Teacher’s brutal stabbing death ruled as a suicide despite ‘deeply flawed’ investigation

PHILADELPHIA, Pennsylvania – A Philadelphia teacher was found dead with 20 stab wounds in 2011. Recently, her death was ruled a suicide by an appellate court panel despite the panel criticizing the police investigation as “deeply flawed”. The deceased, Ellen Greenberg, 27, has had her family fighting for over a decade to overturn the city’s ruling on her death.

The Greenberg family, in their quest for justice, hired a team of experts who raised questions about the circumstances surrounding Ellen’s death. They pointed out that a knife in her apartment was overturned, suggesting a possible struggle. Additionally, a gash on the back of her head could have rendered her unconscious, making self-defense impossible.

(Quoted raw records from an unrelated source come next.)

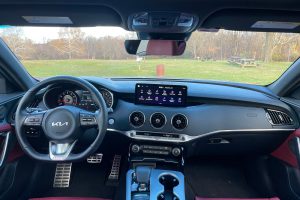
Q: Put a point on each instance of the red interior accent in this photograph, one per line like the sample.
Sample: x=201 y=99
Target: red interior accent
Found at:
x=284 y=153
x=67 y=198
x=204 y=198
x=5 y=127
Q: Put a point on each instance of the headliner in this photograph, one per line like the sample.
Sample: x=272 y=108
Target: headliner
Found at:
x=227 y=14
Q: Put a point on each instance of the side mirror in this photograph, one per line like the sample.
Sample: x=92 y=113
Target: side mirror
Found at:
x=155 y=47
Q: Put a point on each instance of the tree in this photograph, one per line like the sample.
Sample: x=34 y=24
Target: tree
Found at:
x=70 y=42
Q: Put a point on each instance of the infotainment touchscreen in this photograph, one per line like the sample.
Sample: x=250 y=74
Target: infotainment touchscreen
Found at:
x=165 y=95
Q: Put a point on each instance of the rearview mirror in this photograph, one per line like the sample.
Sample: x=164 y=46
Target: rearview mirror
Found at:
x=155 y=47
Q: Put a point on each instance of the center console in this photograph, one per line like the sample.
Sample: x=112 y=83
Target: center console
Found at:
x=155 y=172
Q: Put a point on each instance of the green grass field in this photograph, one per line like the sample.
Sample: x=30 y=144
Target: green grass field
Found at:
x=264 y=74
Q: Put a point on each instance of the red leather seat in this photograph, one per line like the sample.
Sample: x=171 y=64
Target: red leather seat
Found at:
x=204 y=198
x=68 y=198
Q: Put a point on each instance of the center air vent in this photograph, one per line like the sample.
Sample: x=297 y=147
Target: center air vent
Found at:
x=158 y=120
x=137 y=119
x=278 y=118
x=179 y=121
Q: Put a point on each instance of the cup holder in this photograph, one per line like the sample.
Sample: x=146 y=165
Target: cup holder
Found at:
x=169 y=182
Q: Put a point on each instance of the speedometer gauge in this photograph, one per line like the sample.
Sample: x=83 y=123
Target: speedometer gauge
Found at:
x=108 y=97
x=67 y=98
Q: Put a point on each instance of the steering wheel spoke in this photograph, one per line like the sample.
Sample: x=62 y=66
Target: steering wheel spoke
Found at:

The family also questioned why Ellen filled her gas tank before returning home and left no suicide note.

The appellate panel, while upholding the suicide ruling, criticized the city police, prosecutors, the medical examiner’s office, and pathologists Marlon Osbourne and Sam Gulino for their handling of the investigation. The panel expressed sympathy for the parents’ relentless efforts over the past 12 years to uncover the truth about their daughter’s death.

Judge Ellen Ceisler, part of the panel, criticized Osbourne for his initial conclusion that Greenberg’s death was a homicide, which was made after the crime scene had been cleaned before police could arrive. The panel also noted the absence of records of officers interviewing the company that cleaned the crime scene, the building manager, or the police department representative who instructed the manager to hire a cleanup crew.

Joe Podraza, the family’s attorney, revealed that the building manager had filmed the crime scene before the cleanup and handed the footage to the police, but the video is now missing. Podraza also claimed that the evidence indicated that at least two of the 20 total stab wounds were inflicted postmortem. He criticized the appellate court’s ruling, calling it a failure to deliver justice for a murder victim.

Despite the controversy, a city spokesperson expressed satisfaction with the court’s decision while sympathizing with the Greenberg family. The family, however, plans to appeal the decision to the state’s Supreme Court. Meanwhile, the Chester County District Attorney’s Office is reviewing Greenberg’s death, and the family is pursuing a separate civil lawsuit alleging a cover-up over her death.